Celebrity endorsements can cost companies significant amounts of money but according to new research from the Oral Health Foundation, it may be not as effective as once thought.

The charity’s new investigation has found that when it comes to our oral health, celebrity endorsements are likely to have little effect on our buying habits, with brand power being the key selling point.

A nationwide poll found less than one in 20 (four per cent) said they were influenced in their oral health buying habits by celebrity endorsement – a whopping ten times less than those who bought based on brand power (41 per cent)1.

The other influential things people considered when choosing an oral health product included cost (24 per cent) and recommendations by a dental professional (23 per cent).

Dr Ben Atkins, Dentist and Trustee of the Oral Health Foundation, said: “Instagram feeds, YouTube channels and Facebook pages are often filled with celebrity endorsements for products so it’s very interesting to understand just how this is influencing behaviour.

“There is no doubt that by using a celebrity’s profile, products can get a helping hand in reaching more people. Over recent years, I have certainly seen a growth in my own dental practice of patients seeking my advice about new products, which they have seen backed by a celebrity endorsement.
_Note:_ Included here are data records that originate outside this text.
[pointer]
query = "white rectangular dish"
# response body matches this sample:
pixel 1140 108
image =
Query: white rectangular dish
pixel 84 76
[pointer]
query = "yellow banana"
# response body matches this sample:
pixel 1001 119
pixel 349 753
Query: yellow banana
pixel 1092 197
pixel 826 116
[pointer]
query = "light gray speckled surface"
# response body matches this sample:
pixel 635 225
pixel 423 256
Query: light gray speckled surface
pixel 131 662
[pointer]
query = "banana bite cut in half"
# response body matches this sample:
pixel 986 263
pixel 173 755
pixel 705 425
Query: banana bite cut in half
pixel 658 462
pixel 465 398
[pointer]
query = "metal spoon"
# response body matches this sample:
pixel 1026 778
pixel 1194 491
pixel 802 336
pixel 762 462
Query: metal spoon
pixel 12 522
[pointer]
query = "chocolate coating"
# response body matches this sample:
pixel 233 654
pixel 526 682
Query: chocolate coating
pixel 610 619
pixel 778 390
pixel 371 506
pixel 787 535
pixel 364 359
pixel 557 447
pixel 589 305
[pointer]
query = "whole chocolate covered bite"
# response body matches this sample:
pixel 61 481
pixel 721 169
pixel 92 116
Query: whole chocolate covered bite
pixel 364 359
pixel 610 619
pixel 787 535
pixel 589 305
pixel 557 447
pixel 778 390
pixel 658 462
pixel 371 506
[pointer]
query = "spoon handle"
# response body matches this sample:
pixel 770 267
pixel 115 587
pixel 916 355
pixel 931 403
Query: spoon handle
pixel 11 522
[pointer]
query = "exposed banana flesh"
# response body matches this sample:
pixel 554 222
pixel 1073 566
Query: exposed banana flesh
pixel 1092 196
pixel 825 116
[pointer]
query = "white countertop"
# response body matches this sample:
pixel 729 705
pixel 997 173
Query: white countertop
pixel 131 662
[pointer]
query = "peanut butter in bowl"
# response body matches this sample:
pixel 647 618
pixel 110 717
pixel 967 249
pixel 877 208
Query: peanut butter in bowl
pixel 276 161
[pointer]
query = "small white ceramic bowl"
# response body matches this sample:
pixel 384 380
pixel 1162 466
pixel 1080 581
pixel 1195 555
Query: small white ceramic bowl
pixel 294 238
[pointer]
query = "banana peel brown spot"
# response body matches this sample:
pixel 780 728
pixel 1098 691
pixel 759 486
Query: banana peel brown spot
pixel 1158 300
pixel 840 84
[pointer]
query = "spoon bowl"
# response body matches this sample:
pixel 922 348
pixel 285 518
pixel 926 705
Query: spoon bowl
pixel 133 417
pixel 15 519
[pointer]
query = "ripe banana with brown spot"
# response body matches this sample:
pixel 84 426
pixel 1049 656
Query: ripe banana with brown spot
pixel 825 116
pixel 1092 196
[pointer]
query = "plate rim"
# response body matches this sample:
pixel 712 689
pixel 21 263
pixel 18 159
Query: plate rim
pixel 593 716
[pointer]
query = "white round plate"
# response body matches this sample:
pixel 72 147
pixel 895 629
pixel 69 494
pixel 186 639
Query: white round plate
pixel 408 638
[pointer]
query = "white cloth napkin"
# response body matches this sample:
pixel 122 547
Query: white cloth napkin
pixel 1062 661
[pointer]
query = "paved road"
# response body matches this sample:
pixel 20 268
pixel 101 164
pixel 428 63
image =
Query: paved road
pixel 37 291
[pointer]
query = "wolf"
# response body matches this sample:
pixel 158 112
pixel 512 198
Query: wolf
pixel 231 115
“One very recent example here is of charcoal toothpaste as an avenue to whiten teeth – the effectiveness of which has been completely disproven. Despite the wave of celebrities on social media being paid to endorse them, consumers are still putting more trust into proven and professionally recommended products.”

The research into the UK’s oral health consumer habits, carried out as part of National Smile Month, a whole month dedicated to creating health smiles, also found that endorsements from independent professional bodies was something a large amount of people looked for when buying health and beauty products.

For over 25 years, the Oral Health Foundation has worked with manufacturers to develop an Accreditation programme that tests the marketing claims of oral health products against scientific evidence submitted to an independent panel.

In that time, the charity has tested thousands of products sold in more than 60 countries.

“It is too easy for manufacturers to make unscrupulous claims about the effectiveness of their products,” added Dr Atkins.

“The Oral Health Foundation’s Accreditation programme aims to prevent this by offering reassurance to consumers that the product they are buying does what it says it does. A totally independent panel of experts evaluates each product claim.  It also regulates what companies can put on their packaging to prevent outlandish claims.”